Türkiye’de AR-GE’ye yeterli kaynak ayrıldığına inanmak istiyorum. Avrupa’da, ABD’de AR-GE’ye ayrılan fonlar bir hayli yüksek. Yurt dışından Türkiye’deki AR-GE harcamalarını pek takip edemiyorum ama ileri teknoloji ülkelerinde GSMH’nin yaklaşık %3 ila 4’ü AR-GE’ye ayrılıyor. Bu şekilde bir kıyaslama yapılabilir.
Çalışmalarınızın yakın gelecekte sanayiye, petrol endüstrisine ve çevreye hangi etkileri sağlayacağını öngörüyorsunuz?
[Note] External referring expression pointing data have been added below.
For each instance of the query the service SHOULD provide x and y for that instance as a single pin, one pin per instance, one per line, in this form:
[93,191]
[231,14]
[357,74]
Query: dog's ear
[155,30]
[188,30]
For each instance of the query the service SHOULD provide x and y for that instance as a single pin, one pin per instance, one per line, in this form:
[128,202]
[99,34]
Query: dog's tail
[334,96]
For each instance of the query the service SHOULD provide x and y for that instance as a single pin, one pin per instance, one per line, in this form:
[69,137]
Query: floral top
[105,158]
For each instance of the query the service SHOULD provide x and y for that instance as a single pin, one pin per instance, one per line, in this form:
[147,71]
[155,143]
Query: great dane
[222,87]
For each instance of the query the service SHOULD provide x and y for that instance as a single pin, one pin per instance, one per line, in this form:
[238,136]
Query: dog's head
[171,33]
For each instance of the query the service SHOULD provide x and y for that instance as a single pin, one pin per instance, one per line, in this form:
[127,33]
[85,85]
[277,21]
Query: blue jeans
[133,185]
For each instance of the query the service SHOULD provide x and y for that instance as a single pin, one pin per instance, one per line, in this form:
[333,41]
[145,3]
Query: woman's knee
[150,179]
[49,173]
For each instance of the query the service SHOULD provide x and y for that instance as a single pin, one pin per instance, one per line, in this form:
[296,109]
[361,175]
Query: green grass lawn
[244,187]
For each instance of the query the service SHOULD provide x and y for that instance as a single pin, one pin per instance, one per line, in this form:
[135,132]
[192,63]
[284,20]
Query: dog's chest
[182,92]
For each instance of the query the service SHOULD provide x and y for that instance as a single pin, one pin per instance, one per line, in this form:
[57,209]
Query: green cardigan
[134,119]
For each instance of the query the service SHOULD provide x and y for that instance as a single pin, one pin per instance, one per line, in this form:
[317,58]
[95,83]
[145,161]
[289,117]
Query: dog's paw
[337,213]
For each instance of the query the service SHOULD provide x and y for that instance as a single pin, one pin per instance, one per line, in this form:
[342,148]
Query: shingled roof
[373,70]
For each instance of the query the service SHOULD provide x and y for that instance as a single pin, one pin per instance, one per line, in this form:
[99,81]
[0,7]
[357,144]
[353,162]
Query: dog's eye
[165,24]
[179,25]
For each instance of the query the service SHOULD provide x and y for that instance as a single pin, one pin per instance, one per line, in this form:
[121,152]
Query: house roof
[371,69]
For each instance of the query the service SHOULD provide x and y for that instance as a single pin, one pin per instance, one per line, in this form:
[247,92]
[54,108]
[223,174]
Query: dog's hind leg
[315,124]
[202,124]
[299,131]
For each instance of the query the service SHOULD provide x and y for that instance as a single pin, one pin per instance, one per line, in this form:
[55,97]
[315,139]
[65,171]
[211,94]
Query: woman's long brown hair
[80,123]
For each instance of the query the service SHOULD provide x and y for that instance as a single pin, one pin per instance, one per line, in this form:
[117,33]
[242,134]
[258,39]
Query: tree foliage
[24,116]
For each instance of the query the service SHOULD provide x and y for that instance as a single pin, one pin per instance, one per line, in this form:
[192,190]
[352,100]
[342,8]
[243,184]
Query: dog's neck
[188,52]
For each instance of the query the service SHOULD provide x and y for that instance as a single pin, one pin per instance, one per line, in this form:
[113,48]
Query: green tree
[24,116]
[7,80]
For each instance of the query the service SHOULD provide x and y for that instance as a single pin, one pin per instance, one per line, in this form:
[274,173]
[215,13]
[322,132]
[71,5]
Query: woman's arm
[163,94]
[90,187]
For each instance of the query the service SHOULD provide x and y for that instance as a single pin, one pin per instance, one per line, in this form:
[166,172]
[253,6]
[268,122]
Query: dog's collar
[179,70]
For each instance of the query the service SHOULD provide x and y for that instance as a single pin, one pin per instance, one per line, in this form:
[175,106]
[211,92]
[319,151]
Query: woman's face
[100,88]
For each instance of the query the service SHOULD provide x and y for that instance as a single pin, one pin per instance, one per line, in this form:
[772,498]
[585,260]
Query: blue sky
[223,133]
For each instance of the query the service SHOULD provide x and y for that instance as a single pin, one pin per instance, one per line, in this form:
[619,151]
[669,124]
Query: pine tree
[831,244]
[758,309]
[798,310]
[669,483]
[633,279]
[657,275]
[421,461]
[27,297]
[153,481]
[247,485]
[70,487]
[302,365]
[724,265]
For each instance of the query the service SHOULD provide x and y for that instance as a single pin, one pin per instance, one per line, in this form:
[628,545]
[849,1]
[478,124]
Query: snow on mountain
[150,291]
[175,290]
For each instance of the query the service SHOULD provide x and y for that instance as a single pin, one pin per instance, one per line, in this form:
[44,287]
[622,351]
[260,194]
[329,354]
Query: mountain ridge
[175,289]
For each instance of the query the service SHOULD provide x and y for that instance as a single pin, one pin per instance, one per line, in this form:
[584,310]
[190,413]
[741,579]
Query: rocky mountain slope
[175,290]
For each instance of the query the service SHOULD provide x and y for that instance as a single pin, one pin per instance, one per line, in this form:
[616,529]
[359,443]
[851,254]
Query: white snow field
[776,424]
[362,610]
Bizim çalışmalarımızın odak noktası; yeşil teknolojileri, çevreye daha duyarlı buluşları hayata geçirip global sürdürülebilirlik açısından elimizden geldiğince bir şeyler yapmak; gelecek nesillere soluk alabilecekleri, koşup oynayabilecekleri ortamlar yaratmak. Şu anki gidişat maalesef pek iç açıcı değil. Çok daha duyarlı olmamız lazım. Aksi takdirde doğa felaketleri, kuraklık, açlık, salgın hastalıklar gezegenimizi yaşanmaz hâle getirecek. Bu olumsuzlukları aşmak için hepimize önemli görevler düşüyor.
Prof. Dr. Ali Erdemir
1954’te Osmaniye’de doğdu. 1977’de İTÜ Metalurji bölümünden mezun oldu. Akademik kariyerine ABD’de devam eden Erdemir, laboratuvar çalışmaları ve araştırmalarıyla bilim dünyasında saygın bir yer edindi ve pek çok önemli ödüle layık görüldü. Çok sayıda patenti bulunan Prof. Erdemir, birçok kez de AR-GE ödülü kazandı. Teksas A&M Üniversitesi Makine Mühendisliği Bölümü’nde görev yapan Prof. Erdemir, aynı zamanda Uluslararası Triboloji Konseyi’nin başkanlığını üstleniyor.